Nanten provides our Japanese techno-fusion. I reckon the “fusion” refers to Nanten’s incorporation of elements from Japanese folk music – specifically the use of instruments that sound like taiko, shamisen, and shakuhachi. “Fusion” may be a fine blanket term, but I’m more intrigued the terms thrown around on Nanten’s website like “Tribal Trance.” Sounds dangerous! By the way, both songs come from their album Polyphonic Shrine.
I am utterly confused and transfixed by Viy. Their website looks cool, but Google only feels like translating part of it some of the time so I’m at a loss for a good information. I think I can see the words “Dark Ethno Fusion” below their terrifying banner image. Their name derives from a demon/gnome-thing from Ukrainian folklore , which totally jives with their bizarre, modern take on folk music.
What the hell is going on with this week’s music? And why do I like it so much?
The muted “Morning Fog” mixes a morning meditation in a Zen garden with the aftershocks of last night’s rave. You were up until 4 a.m. doing shots and hanging out with Daft Punk. You’ve showered. Now it’s time to clean the mind of yesternight’s revelries. Ambient voices – one resembling a Japanese analog to Alvin the Chipmunk – chatter away, echoing dimly over the music like memories. Traditional string and wind instruments (your friends in the garden) tread nonchalantly over the club’s thumping yet subdued bass line. In fact, the whole track feels rather subdued. There’s an electric guitar strumming away in the background, but it never fades in to up the intensity. It’s sort of like it doesn’t want any attention. The ride’s fun, and I felt engaged with the puzzles the traffic presented. I just never felt that rush of adrenaline most techno songs cultivate in their latter phrases. Then again, adrenaline doesn’t sound very Zen.

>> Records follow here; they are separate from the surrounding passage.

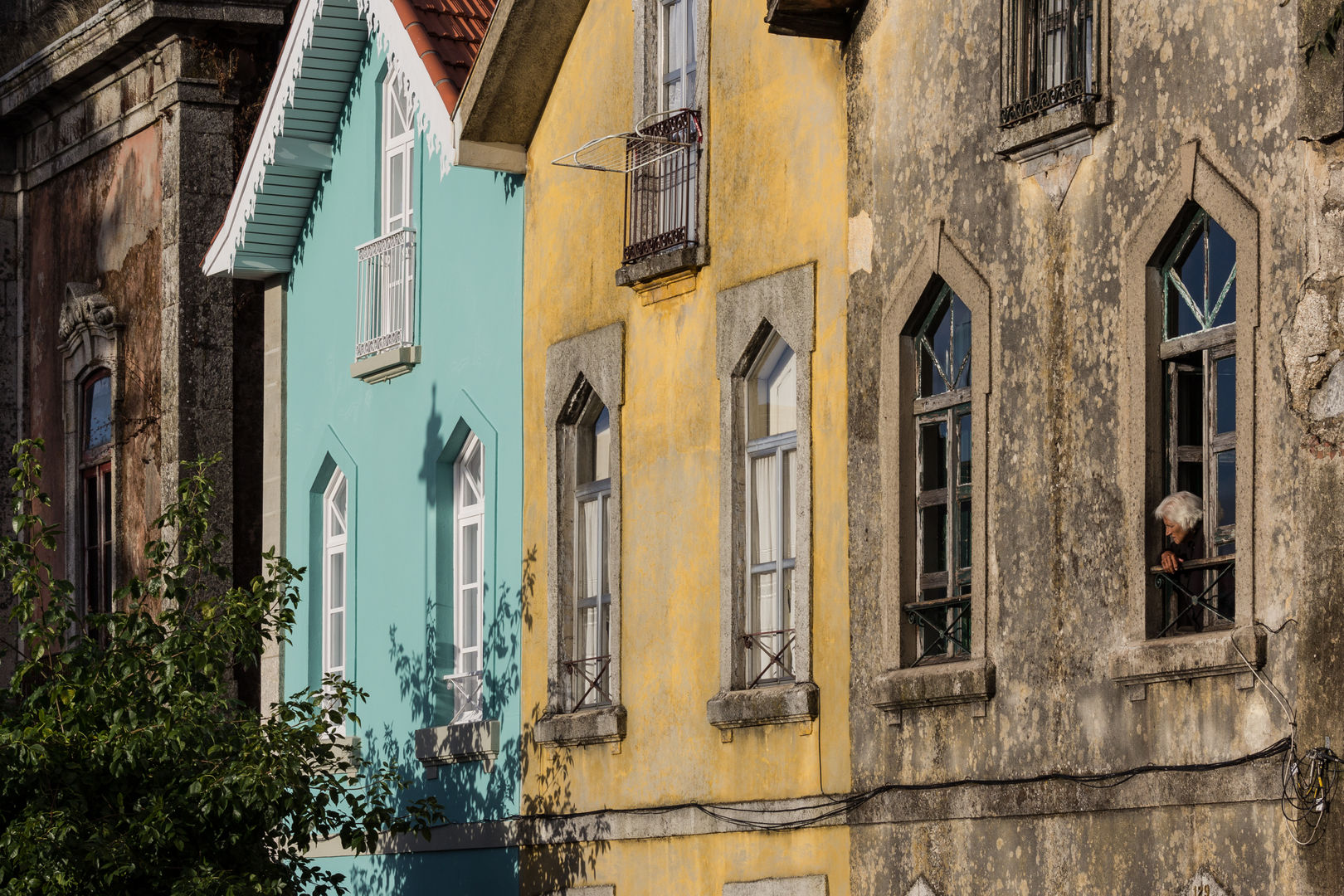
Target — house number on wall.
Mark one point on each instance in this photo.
(1203, 884)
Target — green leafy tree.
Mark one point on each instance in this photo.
(127, 763)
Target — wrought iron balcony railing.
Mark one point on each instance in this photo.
(944, 627)
(660, 197)
(385, 290)
(587, 681)
(1049, 56)
(1198, 596)
(769, 655)
(466, 692)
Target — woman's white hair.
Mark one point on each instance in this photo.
(1181, 509)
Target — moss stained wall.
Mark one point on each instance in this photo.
(923, 108)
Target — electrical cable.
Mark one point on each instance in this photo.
(828, 807)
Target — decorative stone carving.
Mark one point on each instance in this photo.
(921, 889)
(85, 306)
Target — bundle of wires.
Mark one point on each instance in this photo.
(1308, 783)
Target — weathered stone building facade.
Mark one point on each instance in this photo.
(117, 160)
(1059, 234)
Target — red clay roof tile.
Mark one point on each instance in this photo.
(446, 35)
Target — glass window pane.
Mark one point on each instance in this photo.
(763, 614)
(763, 509)
(933, 455)
(336, 581)
(964, 449)
(590, 550)
(470, 561)
(1225, 468)
(1190, 407)
(602, 446)
(1190, 477)
(335, 641)
(99, 421)
(1226, 394)
(964, 535)
(602, 557)
(933, 533)
(1222, 280)
(788, 509)
(396, 188)
(470, 622)
(958, 370)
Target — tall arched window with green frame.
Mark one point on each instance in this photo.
(1199, 363)
(941, 609)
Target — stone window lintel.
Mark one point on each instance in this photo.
(645, 271)
(938, 684)
(596, 726)
(386, 364)
(1194, 655)
(449, 744)
(767, 705)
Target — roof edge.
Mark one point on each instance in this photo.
(431, 116)
(511, 80)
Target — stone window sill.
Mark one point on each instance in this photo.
(1053, 130)
(941, 684)
(385, 366)
(450, 744)
(597, 726)
(769, 705)
(663, 265)
(1194, 655)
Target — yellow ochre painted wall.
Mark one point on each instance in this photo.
(776, 158)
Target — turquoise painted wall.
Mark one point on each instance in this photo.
(397, 442)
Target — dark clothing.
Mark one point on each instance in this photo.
(1192, 582)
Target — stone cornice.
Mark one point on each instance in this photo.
(114, 32)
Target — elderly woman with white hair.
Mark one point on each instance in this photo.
(1181, 514)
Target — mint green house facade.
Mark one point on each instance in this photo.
(392, 411)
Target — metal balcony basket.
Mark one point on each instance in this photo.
(635, 149)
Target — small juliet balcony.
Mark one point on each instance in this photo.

If “Morning Fog” is you relaxing in a Zen garden, “Elf Fire” is you being chased from your precious garden by a cadre of robot ninja assassins. Turns out my usual gripes about melismatic moaning in techno don’t apply when it’s in another language. Without my knowledge of the lyrics, that stuff’s free to be as eerie as the artist intends. In regards to other techno tropes, I thankfully don’t have to find a way to defend the ubiquitous oom-pah oom-pah beat in “Elf Fire” – there isn’t one. The frantic drumming underpinning the fast sections sets the tone without overwhelming the track with monotonous moguls. Remember fight scenes in movies before editors decided we needed to “feel” every punch with a cut? A camera a few feet back from both fighters allowed the audience to see the set up and the aftermath of each blow. Modern fights that strive to be as “exhilarating” and “visceral” as possible often end up just muddying the action. Out of control oom-pah beats create a similar disorienting feeling in many techno rides. Yet the stormy sea of percussion in “Elf Fire” somehow manages to smooth out the track, keeping me amped up without obscuring too much of the road ahead. I couldn’t relax, but I never felt like that track was simply in my way. I still think the guitar deserves a volume increase, but a minor detail like that shouldn’t stop you from playing this song.
“Troyitska Pisnia” sounds nothing like anything by Nanten. Viy’s excellent folk song would make a perfect soundtrack dub for the Ewok celebration at the end of a Ukrainian Return of the Jedi. It’s so damn gleeful. If I’m not picturing Ewoks, I’m seeing a film montage of a small happy village in the mountains. Kids eating ice cream or chasing farm animals. Adults making small talk and imbibing afternoon spirits. Farm animals causing hijinks. The various string instruments – guitar, fiddle, etc. – blend sweetly before going into a mild breakdown reminiscent of a Béla Fleck track. The male singers enter gloriously at the end, singing who-the-hell-knows. It sounds like a drinking song. Perhaps it’s just a tune to commemorate a great year. It could be anything (just look at the Tetris song). Enjoy this one thoroughly. The ride’s nowhere near as difficult as the traffic rating makes it out to be. If you don’t have a good time, you must hate fun.
All songs were played at least twice on the Pro difficulty using the Eraser and Vegas characters. User RZCSan wins this week’s impromptu Best Comments contest by saying, “After listening to [“Elf Fire”], I fear I need a change of underpants.” I can’t sympathize to such an extreme extent, but I do hope you had another pair waiting in the wings.
Anyone who’s reading this without having played Audiosurf (including non-gamers!) should really check it out.